How to correctly work with XML on the command line

My favorite cli weapons: sed, awk, grep cannot correctly work on XML content. Behold, I found a new addition, xmlstarlet. It has been my favorite tool to interrogate XML files in the command line. You can bash script functions around it to create specific tools to your suiting.

To count <Person> elements in record.xml:

xmlstarlet sel -t -v "count(//Person)"  record.xml

This is just the beginning of an exciting journey working with XML. I can count how many attributes an element has. I can transform XML. I can list elements having specific attribute values.

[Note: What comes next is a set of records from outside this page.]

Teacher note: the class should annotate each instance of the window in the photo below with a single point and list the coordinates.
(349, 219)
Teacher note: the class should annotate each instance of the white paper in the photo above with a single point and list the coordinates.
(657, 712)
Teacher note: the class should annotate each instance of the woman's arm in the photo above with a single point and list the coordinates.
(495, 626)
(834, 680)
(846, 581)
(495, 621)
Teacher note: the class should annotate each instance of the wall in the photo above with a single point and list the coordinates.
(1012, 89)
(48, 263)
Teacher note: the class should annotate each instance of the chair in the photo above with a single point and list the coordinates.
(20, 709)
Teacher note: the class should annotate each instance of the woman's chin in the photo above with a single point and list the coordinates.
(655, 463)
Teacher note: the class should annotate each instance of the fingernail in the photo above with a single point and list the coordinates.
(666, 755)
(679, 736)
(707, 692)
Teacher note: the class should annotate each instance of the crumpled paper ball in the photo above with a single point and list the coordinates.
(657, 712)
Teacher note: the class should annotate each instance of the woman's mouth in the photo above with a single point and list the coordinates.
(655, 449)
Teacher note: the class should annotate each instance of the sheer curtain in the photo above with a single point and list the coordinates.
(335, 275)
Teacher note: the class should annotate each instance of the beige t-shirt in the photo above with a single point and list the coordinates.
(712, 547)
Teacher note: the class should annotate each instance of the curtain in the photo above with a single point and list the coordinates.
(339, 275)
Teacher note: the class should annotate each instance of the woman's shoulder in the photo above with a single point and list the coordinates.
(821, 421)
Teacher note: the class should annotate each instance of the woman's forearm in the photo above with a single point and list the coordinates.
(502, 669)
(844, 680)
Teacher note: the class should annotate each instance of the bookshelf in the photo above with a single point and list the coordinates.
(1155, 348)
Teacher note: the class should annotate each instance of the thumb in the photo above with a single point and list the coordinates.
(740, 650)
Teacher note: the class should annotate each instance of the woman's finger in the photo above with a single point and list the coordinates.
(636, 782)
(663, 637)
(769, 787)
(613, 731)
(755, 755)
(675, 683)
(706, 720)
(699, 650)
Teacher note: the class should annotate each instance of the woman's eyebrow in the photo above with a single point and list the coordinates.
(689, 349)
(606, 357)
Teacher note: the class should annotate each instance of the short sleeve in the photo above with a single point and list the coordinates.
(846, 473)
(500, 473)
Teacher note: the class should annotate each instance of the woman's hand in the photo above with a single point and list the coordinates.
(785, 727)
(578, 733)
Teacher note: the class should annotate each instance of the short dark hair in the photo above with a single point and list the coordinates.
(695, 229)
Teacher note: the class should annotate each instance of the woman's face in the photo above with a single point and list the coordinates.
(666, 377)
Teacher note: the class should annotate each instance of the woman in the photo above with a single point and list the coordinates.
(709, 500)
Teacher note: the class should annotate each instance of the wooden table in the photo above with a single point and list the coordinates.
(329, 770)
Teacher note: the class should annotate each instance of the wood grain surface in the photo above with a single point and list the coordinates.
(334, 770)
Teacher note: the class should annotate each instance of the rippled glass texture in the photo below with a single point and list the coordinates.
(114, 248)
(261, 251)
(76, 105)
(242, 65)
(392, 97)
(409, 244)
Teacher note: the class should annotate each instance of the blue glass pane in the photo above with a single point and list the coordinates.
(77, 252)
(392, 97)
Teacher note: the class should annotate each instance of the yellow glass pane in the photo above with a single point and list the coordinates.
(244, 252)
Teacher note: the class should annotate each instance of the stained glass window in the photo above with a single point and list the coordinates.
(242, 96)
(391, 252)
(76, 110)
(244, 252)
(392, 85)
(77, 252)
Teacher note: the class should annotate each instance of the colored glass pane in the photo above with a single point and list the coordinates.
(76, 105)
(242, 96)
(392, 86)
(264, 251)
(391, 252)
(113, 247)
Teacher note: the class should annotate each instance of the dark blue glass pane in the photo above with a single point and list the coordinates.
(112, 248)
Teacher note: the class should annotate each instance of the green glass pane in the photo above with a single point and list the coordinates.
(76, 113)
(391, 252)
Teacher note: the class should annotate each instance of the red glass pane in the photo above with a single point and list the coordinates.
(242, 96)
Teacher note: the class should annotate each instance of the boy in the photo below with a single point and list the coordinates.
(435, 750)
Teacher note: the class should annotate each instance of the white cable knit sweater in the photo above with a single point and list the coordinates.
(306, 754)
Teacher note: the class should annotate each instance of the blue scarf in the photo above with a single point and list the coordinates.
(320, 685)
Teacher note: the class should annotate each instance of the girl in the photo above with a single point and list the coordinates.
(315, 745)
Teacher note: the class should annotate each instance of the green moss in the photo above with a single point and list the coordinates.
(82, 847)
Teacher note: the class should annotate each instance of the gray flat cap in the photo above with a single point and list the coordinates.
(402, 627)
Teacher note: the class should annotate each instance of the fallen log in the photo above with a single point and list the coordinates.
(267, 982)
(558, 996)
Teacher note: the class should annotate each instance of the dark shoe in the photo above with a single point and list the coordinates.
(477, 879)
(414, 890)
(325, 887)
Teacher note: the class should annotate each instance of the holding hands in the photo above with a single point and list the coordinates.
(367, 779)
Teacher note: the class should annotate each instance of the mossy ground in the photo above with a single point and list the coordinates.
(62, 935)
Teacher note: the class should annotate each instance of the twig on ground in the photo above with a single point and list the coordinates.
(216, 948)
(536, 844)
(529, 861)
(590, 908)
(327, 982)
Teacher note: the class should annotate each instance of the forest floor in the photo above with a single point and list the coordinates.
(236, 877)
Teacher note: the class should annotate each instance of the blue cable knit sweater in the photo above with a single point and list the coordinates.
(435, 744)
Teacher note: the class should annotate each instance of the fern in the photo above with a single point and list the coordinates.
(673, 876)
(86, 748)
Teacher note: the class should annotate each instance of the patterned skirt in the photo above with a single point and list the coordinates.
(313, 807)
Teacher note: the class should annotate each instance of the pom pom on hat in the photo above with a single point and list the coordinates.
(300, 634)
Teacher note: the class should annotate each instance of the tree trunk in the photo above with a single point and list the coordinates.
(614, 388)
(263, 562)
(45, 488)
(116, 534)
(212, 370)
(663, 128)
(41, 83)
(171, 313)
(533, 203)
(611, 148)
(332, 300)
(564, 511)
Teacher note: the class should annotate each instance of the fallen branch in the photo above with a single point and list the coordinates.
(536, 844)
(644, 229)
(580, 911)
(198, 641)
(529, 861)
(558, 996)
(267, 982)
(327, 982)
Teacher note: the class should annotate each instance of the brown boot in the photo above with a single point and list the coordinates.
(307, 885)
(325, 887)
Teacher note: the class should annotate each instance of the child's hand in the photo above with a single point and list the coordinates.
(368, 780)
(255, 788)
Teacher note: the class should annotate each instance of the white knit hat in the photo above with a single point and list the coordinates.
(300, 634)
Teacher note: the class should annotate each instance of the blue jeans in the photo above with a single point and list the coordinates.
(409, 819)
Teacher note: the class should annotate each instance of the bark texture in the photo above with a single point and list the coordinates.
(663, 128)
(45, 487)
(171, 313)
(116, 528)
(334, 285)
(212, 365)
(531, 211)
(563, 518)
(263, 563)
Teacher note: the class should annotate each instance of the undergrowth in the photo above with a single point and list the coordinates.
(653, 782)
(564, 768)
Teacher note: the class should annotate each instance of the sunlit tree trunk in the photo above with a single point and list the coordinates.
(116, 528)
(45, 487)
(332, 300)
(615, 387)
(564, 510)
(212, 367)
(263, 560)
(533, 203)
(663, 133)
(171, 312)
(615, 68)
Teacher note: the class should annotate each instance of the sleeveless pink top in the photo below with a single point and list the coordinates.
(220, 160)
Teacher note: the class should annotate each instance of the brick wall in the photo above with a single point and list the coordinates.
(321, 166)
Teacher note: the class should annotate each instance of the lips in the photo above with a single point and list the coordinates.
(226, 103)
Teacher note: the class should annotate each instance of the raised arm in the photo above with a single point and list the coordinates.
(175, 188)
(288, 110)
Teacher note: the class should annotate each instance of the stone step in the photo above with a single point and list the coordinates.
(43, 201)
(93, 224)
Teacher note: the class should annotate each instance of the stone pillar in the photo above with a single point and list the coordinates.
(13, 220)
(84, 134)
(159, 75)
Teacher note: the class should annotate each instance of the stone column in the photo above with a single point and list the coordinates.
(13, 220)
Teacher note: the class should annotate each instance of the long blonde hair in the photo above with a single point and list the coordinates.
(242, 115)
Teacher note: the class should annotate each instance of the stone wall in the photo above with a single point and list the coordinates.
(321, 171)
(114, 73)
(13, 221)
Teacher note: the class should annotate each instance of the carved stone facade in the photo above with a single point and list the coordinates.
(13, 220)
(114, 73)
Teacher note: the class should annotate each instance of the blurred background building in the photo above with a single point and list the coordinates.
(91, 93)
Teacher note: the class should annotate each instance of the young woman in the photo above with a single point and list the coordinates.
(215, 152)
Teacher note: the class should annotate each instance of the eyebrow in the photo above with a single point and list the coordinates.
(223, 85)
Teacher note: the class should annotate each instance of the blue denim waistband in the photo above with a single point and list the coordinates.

For example, here is a script I named as elcount.sh which helps me a pretty quick idea of the structure of an XML:

#!/bin/sh
#

[ $# -eq 0 ] && return 1

TMP=$(mktemp)
TMP2=$(mktemp)
TMP3=$(mktemp)
TMP4=$(mktemp)
XML=$1
xmlstarlet el -u $XML > $TMP
while read x;do
  xmlstarlet sel -t -v "count(//$x)" -n $XML >> $TMP2
  xmlstarlet sel -t -m "//$x/@*" -v "name()" -n $XML | sort -u > $TMP4
  count=$(wc -l < $TMP4)
  if ((count == 0));then
    echo >> $TMP3
  else
    if ((count <= 10));then
      attrs=$(tr '\n' ',' < $TMP4) 
      echo "@:$count:${attrs%?}" >> $TMP3
    else
      echo "@:$count:*" >> $TMP3
    fi
  fi
done < $TMP

paste $TMP $TMP2 $TMP3 | column -s $'\t' -t
rm -f $TMP $TMP2 $TMP3 $TMP4

The script elcount.sh allows me to interrogate and gives me an idea of the general structure of the XML. I have many others customized script built around xmlstarlet. The above script needs a little 1 line tweak if your XML has a custom schema.